Joaquin Llacer from Instituto Bernabeu (Alicante) offered one of the most brilliant and awesome presentations at ESHRE Meeting held at Helsinki this month. It is admitted that embryo aneuploidy frequency increases with women’s age. According to data from Instituto Bernabeu as much as 40,6% of analyzed embryos showed some type of aneuploidy. Overall, this means that the fate of 4 out of 10 embryos will be either no implantation or a miscarriage. As expected, the aneuploidy rate increased with age. The rate was higher than 80% among women aged 42 and older. No news, here.
But the relevance of Joaquin Llacer`s presentation was the high and in someway surprising high rate of aneuploidies observed among women younger than 22. More than 40% of embryos from women included in this young range were faulty from a chromosomal point of view. This means that even in an egg donation program it is worthwhile to analyze the embryos to be transferred.

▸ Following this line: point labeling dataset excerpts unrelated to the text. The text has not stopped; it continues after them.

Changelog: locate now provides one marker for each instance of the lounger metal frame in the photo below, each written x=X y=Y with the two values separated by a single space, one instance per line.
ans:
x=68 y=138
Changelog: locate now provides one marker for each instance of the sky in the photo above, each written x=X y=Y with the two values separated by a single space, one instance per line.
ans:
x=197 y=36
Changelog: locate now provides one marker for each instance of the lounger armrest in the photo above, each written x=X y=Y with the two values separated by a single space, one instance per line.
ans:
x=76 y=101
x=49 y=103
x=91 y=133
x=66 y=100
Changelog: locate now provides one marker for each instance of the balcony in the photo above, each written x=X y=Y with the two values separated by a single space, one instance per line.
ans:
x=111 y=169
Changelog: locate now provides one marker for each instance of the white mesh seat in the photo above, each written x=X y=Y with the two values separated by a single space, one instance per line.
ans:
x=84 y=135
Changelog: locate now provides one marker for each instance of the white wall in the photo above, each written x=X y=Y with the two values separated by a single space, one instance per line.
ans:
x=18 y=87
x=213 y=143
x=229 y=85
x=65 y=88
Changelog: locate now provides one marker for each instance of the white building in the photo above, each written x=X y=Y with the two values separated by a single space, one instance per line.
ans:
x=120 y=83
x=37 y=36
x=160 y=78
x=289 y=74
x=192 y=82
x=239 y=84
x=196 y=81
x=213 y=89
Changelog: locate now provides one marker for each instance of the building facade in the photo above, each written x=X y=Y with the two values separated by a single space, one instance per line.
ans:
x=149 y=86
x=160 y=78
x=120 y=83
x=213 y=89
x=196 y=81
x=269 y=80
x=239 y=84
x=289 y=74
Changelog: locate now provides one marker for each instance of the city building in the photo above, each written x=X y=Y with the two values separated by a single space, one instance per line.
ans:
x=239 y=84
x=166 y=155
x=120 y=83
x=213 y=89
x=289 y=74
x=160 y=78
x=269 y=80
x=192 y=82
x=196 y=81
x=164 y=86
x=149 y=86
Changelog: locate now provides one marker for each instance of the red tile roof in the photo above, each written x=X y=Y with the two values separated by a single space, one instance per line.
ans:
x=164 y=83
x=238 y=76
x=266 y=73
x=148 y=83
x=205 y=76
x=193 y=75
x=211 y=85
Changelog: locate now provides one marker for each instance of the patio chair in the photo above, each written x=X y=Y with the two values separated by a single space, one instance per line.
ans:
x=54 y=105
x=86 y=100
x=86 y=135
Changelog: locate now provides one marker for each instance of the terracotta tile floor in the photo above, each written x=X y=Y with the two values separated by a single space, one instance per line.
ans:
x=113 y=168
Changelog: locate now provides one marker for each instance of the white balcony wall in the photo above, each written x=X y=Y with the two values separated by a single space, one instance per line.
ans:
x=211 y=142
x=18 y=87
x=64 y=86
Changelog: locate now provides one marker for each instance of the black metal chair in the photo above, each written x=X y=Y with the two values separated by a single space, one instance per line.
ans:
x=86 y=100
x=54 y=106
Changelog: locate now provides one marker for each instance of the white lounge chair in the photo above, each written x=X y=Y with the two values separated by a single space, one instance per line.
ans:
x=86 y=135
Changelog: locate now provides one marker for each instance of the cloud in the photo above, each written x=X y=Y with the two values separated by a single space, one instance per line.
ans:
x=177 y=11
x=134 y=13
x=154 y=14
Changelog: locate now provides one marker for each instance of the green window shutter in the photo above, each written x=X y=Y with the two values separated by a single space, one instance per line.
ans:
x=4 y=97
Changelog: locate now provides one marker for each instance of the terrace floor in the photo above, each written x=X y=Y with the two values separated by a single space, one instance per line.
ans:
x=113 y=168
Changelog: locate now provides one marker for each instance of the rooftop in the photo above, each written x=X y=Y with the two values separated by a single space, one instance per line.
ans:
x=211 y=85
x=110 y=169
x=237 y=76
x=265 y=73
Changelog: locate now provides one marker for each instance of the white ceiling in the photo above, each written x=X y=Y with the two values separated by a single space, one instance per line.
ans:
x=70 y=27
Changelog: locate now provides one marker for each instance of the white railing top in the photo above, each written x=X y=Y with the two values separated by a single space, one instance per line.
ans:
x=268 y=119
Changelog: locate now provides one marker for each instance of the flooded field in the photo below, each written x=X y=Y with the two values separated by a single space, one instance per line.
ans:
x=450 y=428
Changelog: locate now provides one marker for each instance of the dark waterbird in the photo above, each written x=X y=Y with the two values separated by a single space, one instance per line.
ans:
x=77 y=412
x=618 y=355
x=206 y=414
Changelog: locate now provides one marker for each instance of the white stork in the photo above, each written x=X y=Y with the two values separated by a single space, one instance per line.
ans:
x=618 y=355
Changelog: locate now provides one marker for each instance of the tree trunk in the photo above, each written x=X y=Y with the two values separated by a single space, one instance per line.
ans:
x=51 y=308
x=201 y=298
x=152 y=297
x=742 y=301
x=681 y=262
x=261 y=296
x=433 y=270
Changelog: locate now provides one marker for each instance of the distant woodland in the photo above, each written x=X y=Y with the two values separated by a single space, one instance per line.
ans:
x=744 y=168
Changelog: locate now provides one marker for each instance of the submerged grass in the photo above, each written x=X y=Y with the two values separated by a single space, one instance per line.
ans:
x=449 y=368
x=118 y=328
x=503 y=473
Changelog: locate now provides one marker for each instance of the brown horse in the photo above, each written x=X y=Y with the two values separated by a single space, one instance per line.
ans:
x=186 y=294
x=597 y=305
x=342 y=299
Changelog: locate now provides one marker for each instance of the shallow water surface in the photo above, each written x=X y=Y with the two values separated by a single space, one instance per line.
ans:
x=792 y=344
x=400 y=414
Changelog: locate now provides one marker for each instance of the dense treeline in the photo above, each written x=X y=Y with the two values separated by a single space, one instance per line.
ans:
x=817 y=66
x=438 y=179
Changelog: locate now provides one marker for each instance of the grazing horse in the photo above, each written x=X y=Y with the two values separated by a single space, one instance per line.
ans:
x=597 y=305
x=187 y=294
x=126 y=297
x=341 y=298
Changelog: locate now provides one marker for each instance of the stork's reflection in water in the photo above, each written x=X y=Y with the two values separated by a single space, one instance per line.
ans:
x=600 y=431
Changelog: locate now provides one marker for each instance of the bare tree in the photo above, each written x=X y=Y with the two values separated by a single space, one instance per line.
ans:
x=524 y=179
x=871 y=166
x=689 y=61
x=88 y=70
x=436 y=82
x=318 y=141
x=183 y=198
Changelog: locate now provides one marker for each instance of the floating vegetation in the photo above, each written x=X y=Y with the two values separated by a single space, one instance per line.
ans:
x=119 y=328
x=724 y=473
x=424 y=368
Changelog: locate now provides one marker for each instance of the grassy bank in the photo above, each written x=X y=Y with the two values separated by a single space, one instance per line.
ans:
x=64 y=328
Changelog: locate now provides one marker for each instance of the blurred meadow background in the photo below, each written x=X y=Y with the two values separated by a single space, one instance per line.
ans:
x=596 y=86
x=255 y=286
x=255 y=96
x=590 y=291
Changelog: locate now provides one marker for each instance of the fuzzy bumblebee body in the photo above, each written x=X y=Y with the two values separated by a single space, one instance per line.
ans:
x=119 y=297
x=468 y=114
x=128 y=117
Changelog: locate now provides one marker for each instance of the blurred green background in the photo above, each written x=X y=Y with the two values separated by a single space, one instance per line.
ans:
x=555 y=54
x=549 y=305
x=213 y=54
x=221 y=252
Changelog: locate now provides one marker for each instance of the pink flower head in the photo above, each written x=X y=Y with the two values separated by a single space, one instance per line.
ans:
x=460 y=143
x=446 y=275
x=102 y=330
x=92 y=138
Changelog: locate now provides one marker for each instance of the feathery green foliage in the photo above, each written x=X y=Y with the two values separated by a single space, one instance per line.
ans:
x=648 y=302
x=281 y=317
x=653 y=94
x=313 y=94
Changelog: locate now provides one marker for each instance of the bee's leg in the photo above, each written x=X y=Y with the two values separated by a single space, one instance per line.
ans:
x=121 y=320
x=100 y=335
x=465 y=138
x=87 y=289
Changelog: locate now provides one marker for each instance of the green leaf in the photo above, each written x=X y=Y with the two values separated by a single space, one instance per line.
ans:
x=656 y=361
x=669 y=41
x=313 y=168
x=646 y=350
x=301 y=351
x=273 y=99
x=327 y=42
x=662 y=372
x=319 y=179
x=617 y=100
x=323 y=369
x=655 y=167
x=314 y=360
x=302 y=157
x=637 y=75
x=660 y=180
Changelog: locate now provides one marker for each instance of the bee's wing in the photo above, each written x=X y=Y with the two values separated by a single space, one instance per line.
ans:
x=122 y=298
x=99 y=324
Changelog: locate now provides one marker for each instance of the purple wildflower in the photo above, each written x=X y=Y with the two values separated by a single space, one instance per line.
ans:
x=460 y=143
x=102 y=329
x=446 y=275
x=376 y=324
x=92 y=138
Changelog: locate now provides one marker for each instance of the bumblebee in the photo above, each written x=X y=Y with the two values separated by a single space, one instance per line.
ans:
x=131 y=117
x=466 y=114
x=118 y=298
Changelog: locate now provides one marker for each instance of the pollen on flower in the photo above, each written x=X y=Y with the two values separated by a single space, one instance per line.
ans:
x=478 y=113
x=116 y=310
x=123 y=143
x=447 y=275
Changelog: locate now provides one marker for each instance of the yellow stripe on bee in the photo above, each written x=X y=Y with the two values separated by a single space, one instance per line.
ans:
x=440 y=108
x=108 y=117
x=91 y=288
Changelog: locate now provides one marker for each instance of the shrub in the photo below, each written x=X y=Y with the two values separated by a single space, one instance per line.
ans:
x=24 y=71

In summary, two lessons may be learned from this outstanding presentation. First, the transfer of embryos without a chromosomal analysis (i.e. without performing a genetic screening) will (should) be reduced in the future taking into account that as much as 4 out of 10 embryos may be defective (so, 6 out of 10 useless embryo transfers could be avoided). Second, and more surprisingly, even in the context of an egg donation program genetic screening may be suitable. Anyway, if an egg donation treatment is proposed, it is advisable to choose donors older than 21.